Interestingly, the ensemble models (i.e., GBS, EST, and RSF) did not demonstrate a markedly better ability for predicting CSS in LPADC in the validation cohort compared with the CoxPH model. This indicates that the machine learning approach may only offer advantages when traditional models are limited. Therefore, there are several possible explanations for the comparable predictive performance observed between the ensemble and CoxPH models in this study. Firstly, the number of predictors used to construct the model was not sufficiently large, and the advantages of machine learning in analyzing large samples and multivariate data are not fully realized. Secondly, the SEER database collects variables derived from clinical experience; many of these variables are linearly correlated with outcomes. Therefore, the data may be better qualified for the application of parametric (CoxPH) models. The GBS, EST, and RSF models developed in this study achieved the predictive efficacy of the CoxPH model under a broader condition. The web calculator constructed for the study is based on the training dataset, and care should be taken when applying the EST model that may be overconfident. Hence, it is not recommended to use this algorithm for the prediction of survival. In this study, the CoxPH model had poorer long-term predictive power than the ensemble models. Therefore, use of the RSF model is recommended for the prediction of LPADC CSS beyond 10 years.

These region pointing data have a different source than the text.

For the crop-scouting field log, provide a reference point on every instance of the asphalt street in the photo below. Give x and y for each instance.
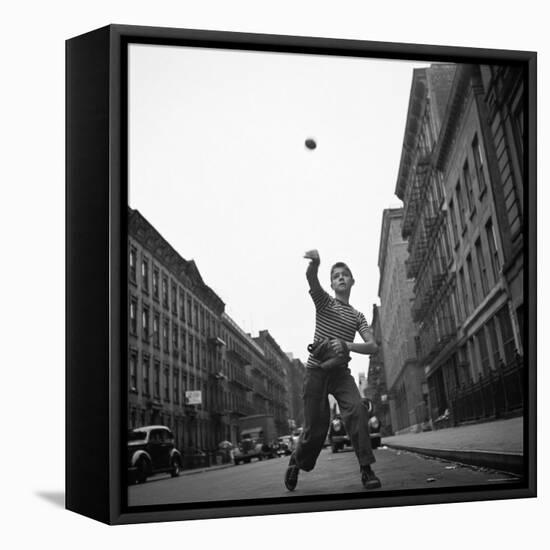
(334, 474)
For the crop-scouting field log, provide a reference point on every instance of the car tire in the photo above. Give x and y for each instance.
(142, 469)
(176, 467)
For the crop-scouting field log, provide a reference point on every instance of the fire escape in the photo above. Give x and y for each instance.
(422, 225)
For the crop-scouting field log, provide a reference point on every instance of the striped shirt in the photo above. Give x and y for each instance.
(334, 319)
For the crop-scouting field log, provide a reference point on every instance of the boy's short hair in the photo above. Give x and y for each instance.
(340, 264)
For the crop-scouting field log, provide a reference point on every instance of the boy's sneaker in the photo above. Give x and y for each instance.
(291, 475)
(369, 480)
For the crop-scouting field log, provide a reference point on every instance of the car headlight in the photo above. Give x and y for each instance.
(374, 423)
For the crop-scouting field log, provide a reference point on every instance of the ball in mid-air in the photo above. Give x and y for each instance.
(310, 143)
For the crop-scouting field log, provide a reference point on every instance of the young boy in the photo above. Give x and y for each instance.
(337, 320)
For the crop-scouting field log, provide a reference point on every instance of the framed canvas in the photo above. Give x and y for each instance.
(301, 274)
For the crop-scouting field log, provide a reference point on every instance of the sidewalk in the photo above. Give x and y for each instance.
(497, 444)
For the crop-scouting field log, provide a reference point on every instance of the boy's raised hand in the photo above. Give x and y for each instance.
(312, 255)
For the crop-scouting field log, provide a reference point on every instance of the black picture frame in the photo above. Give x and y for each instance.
(96, 266)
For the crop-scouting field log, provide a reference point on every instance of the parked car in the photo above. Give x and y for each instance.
(151, 450)
(285, 445)
(375, 426)
(339, 438)
(193, 458)
(252, 445)
(295, 436)
(337, 434)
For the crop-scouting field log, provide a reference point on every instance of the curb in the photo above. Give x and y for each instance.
(504, 462)
(192, 471)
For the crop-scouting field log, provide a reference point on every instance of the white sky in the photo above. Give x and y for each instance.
(218, 166)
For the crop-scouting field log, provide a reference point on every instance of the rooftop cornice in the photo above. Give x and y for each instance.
(415, 111)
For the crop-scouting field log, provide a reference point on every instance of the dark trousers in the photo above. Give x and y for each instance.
(318, 383)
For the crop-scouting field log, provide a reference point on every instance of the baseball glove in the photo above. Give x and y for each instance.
(327, 357)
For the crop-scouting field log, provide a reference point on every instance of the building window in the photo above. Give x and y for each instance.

This study had several limitations. Firstly, in the SEER database, there was a lack of data regarding established predictors of survival in patients with LPADC (e.g., chemotherapy regimens and biological markers). Secondly, due to the retrospective nature of this study and data processing, samples with missing information were excluded; this may have led to considerable bias. Thirdly, the work related to the measurement of prediction model errors in the study is not yet complete. Finally, the results of this study were not externally validated; although we randomly split the study sample during the development of the models, the generalizability and reliability of this approach should be further validated with external datasets. The prognostic value of this approach should be improved in the future by adding more predictors, increasing external validation, and conducting prospective studies.

In conclusion, a geometric model and a CoxPH model were developed and evaluated for the prediction of CSS in patients with LPADC. Overall, all four models showed excellent discriminative and calibration capabilities; in particular, the RSF model and GBS model showed excellent consistency for long-term forecasting. The integrated web-based calculator offers the possibility to easily calculate the CSS of patients with LPADC, providing clinicians with a user-friendly risk stratification tool.